Ordinalidad

11 de enero 2026 - 03:09

No, no les voy a explicar nada del principio para la financiación de las autonomías. Seguro que hay sesudos expertos en economía que lo harán estupendamente, tal como predicen al día siguiente lo que ya pasó en los mercados. En realidad, quiero hablarles de otra realidad en la que hace mucho tiempo que rige eso de la ordinalidad. Entendida cómo que si soy de los mejores tengo derecho a recibir más que los que están detrás de mí, vayamos a que pierda puestos en el escalafón, mejor dicho en la clasificación.

Me refiero al llamado deporte rey, y no es el atletismo por supuesto, hablamos de fútbol. Hace ya años que los equipos reciben dinero en función de la clasificación en las ligas, así que se lucha no tanto por la clasificación sino en realidad por los millones. Todos los ingresos por televisión y similares va en función del orden clasificatorio. Dirán ustedes que es lo lógico, ¿no? Quizás pensemos en una respuesta afirmativa, pero en realidad lo que ocurre es que estamos perpetuando la primacía absoluta de dos clubs, esos que se juegan la SuperCopa en la democrática Arabia. El resto de equipos se pelean por las migajas del pastel que nos venden. Y parece que el año que viene, seguramente los mismos, se la jugaran en el súper democrático reino de Qatar obligando a cambiar el calendario de partidos en función de los intereses de los primeros en el orden. Esos clubs mencionados ya se llevan de principio más que los otros dos participantes, ordinalidad al poder.

Otra ordinalidad extrema es que los equipos grandes no entran en sorteo de la Copa de España hasta unas cuantas rondas después y asegurándose a equipos de inferior categoría, o sea que con grandes opciones podrán estar en la final y con ello se retroalimentan sus opciones de títulos y de más reparto económico, viva la ordinalidad.
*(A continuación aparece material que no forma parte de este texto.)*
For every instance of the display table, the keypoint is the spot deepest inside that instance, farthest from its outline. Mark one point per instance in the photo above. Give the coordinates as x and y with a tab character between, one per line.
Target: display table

Todo se vende como un favor para los modestos. Claro, ya ven los saltos de alegría de los jugadores cuando al equipo del pueblo le toca jugar contra los grandes. En definitiva, que sí, que claro que estamos de acuerdo con la ordinalidad. Por ello la FIFA le da el premio de la paz a Trump: el futbol como exponente de la paz entre los pueblos y favoreciendo que los grandes sigan siéndolo. Y la gente contentísima pagando la cuota de televisión para verlos jugar. Vale.